Frei Betto, em Batismo de Sangue: A Luta Clandestina contra a Ditadura Militar, Editora Casa Amarela.


Em 10 de setembro último (2003), véspera de relembrar o trágico atentado terrorista à população da cidade de Nova York, junto com outros advogados que integram o Setor de Direitos Humanos do Movimento dos Trabalhadores Rurais Sem Terra (MST), estava me preparando para, no dia seguinte, estrearmos no Tribunal do Júri da Comarca de Cerqueira César, SP, na defesa do sem-terra Laurindo Gonçalo dos Santos, acusado de tentativa de homicídio, quando recebi a notícia de que acabara de ser presa em sua residência Diolinda Alves de Souza, condenada por formação de quadrilha ou bando armado, juntamente com outros dez integrantes do citado movimento, entre os quais eu.

Com mandado de prisão contra mim, não pude acompanhar os colegas na defesa de Laurindo, que vitoriosamente foi absolvido da acusação que sobre ele pesava.

Agora, penso na sentença condenatória que me atormenta a vida, que me faz distante da família e dos amigos colegas de profissão. Pensando não só nos remédios e recursos a serem trabalhados, mas, sim, quão desastrosa foi essa sentença para com aquilo que me preparei em longos anos de estudo: exercer a advocacia. Desastrosa assim como a decisão que se consumou no atentado de 11 de setembro, pois interferiu nos direitos mais sagrados dos seres humanos, quais sejam a vida e a liberdade.

Venho do norte do Estado do Espírito Santo, cidade de Vila Valério, à época distrito de São Gabriel da Palha. Naquele longínquo povoado de não mais do que 16.000 habitantes, onde o que se vê em sua volta são os cafezais – principal cultura –, responsáveis pela economia local e um atrativo de mineiros e baianos, que saem de seus Estados para ganhar uns trocados na colheita que acontece nos meses de abril a junho. Sou o sétimo, numa família de dez irmãos, todos filhos da união entre o senhor João Pereira dos Santos com dona Augusta Pereira dos Santos.

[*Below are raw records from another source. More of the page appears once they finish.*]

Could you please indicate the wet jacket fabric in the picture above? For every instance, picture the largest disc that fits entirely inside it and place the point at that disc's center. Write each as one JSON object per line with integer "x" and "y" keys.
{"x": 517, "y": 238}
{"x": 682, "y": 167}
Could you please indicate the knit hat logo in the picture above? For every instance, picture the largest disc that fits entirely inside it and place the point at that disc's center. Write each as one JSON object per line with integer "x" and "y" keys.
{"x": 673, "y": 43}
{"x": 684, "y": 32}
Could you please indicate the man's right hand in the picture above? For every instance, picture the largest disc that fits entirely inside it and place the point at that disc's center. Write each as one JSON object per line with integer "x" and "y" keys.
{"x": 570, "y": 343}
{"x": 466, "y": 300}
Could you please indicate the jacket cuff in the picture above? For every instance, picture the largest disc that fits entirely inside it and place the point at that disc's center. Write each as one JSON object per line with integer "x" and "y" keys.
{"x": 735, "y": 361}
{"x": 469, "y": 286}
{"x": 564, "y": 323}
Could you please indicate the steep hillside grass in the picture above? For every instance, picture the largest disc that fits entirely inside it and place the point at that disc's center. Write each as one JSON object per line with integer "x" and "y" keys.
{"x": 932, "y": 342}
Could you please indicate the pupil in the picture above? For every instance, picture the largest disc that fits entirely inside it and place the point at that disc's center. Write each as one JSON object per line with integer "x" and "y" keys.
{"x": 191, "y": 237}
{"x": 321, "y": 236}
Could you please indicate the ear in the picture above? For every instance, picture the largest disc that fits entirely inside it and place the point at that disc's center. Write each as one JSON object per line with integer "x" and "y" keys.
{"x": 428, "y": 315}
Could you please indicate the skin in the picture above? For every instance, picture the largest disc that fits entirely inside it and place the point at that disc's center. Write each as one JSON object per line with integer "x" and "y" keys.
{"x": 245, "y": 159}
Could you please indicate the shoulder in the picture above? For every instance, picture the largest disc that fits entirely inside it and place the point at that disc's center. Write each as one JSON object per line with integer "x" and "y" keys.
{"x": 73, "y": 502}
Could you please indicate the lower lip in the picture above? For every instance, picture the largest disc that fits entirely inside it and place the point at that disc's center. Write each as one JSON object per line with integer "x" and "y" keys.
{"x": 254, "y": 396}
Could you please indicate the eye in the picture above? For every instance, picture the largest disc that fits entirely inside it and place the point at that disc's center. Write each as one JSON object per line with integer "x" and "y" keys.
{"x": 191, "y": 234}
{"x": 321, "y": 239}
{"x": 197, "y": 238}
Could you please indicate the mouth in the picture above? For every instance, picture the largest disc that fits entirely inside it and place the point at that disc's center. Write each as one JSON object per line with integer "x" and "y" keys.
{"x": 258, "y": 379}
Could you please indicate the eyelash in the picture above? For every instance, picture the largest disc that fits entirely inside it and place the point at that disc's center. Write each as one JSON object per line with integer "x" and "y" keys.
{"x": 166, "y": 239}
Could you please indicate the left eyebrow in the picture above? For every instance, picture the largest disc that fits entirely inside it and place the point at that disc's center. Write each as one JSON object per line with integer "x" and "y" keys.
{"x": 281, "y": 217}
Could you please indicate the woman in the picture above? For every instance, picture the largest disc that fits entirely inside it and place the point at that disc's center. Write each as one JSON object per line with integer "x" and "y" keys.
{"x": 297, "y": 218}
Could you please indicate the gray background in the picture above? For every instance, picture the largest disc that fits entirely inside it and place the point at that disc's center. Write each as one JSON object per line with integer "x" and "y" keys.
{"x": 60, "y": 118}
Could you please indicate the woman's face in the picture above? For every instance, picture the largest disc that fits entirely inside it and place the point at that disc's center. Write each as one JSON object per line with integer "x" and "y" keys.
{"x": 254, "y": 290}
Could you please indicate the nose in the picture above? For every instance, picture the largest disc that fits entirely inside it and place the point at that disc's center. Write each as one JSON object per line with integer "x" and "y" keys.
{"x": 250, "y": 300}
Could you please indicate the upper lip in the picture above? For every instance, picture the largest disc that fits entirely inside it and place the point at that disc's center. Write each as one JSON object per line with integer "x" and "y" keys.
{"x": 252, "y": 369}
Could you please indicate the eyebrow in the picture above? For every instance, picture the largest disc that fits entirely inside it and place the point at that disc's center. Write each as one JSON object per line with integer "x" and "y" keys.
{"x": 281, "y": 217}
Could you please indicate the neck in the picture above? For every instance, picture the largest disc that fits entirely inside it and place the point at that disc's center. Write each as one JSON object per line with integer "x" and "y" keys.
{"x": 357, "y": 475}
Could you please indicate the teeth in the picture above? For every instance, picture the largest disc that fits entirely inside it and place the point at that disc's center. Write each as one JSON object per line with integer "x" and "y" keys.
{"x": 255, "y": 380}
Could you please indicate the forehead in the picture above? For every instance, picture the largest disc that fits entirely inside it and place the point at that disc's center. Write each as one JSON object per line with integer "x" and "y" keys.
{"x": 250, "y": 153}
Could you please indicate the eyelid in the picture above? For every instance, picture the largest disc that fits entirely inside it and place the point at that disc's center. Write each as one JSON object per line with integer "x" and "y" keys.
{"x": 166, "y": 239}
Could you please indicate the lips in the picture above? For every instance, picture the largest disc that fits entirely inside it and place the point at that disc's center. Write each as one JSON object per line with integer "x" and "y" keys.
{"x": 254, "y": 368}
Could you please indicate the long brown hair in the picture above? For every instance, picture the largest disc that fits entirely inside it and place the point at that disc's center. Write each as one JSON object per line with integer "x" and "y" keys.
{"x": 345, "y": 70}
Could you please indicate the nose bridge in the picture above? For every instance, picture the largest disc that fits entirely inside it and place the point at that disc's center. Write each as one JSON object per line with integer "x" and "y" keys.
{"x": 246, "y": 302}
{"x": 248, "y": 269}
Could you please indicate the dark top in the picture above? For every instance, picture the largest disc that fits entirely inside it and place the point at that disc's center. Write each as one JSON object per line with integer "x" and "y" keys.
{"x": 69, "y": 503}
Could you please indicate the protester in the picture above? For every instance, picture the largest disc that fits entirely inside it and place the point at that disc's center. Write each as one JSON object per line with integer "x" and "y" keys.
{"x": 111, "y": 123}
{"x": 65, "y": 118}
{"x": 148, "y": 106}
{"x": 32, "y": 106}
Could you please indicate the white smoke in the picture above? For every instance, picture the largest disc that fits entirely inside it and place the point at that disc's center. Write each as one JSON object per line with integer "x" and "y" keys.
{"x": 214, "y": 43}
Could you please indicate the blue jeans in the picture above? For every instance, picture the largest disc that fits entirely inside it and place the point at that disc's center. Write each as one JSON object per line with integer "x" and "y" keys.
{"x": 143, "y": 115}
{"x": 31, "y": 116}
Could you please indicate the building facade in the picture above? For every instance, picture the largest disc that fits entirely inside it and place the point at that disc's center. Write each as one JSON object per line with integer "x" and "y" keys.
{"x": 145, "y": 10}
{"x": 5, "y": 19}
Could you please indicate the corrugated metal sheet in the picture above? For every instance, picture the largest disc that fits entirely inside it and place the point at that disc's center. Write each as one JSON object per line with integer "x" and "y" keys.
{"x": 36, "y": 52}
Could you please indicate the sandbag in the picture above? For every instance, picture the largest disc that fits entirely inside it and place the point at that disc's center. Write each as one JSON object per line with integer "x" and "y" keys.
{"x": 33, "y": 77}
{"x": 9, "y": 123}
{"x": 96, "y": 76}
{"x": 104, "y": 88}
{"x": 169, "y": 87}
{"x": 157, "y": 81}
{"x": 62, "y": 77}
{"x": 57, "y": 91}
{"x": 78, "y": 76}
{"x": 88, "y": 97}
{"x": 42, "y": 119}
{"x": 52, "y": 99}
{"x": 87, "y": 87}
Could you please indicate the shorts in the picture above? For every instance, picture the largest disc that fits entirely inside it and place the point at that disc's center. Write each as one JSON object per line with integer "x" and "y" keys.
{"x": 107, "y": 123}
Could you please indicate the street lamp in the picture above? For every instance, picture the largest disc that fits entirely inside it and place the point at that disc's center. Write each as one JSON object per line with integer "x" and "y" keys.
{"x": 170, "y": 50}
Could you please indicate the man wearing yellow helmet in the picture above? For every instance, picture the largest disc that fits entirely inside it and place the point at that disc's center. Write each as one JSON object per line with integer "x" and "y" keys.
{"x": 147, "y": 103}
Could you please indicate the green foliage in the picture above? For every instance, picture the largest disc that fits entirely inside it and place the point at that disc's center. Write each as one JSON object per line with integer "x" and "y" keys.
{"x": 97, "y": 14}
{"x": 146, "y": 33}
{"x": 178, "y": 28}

De origem extremamente pobre, poderia ter sido um interno na Febem, um traficante, um homicida, um seqüestrador, um mendigo, um andarilho ou quem sabe já estivesse sepultado como indigente, pois esse era e ainda é o possível futuro da maioria de outras crianças que se encontravam ou se encontram em situações análogas à qual eu me encontrava até os 6 anos de vida. Talvez não viesse a ter a oportunidade de nem mesmo escrever este testemunho.

Porém, outra coisa me reservava o destino. Numa tarde do mês de agosto de 1980 chegaram em nosso precário casebre um senhor e uma senhora, procurando por meus pais. Recepcionados, entraram, como não tinha assento na humilde sala, ficaram de pé e passaram a expor o que ali pretendiam.

A Família Rainha
Não ouvi a conversa, pois naquele tempo criança não ouvia conversa de adultos. Estava no terreiro, quando então fui chamado e, sob o olhar carinhoso do casal, recebi de meu pai a notícia de que tal casal queria me levar para morar com eles. Indagado se aceitava, balancei a cabeça afirmativamente.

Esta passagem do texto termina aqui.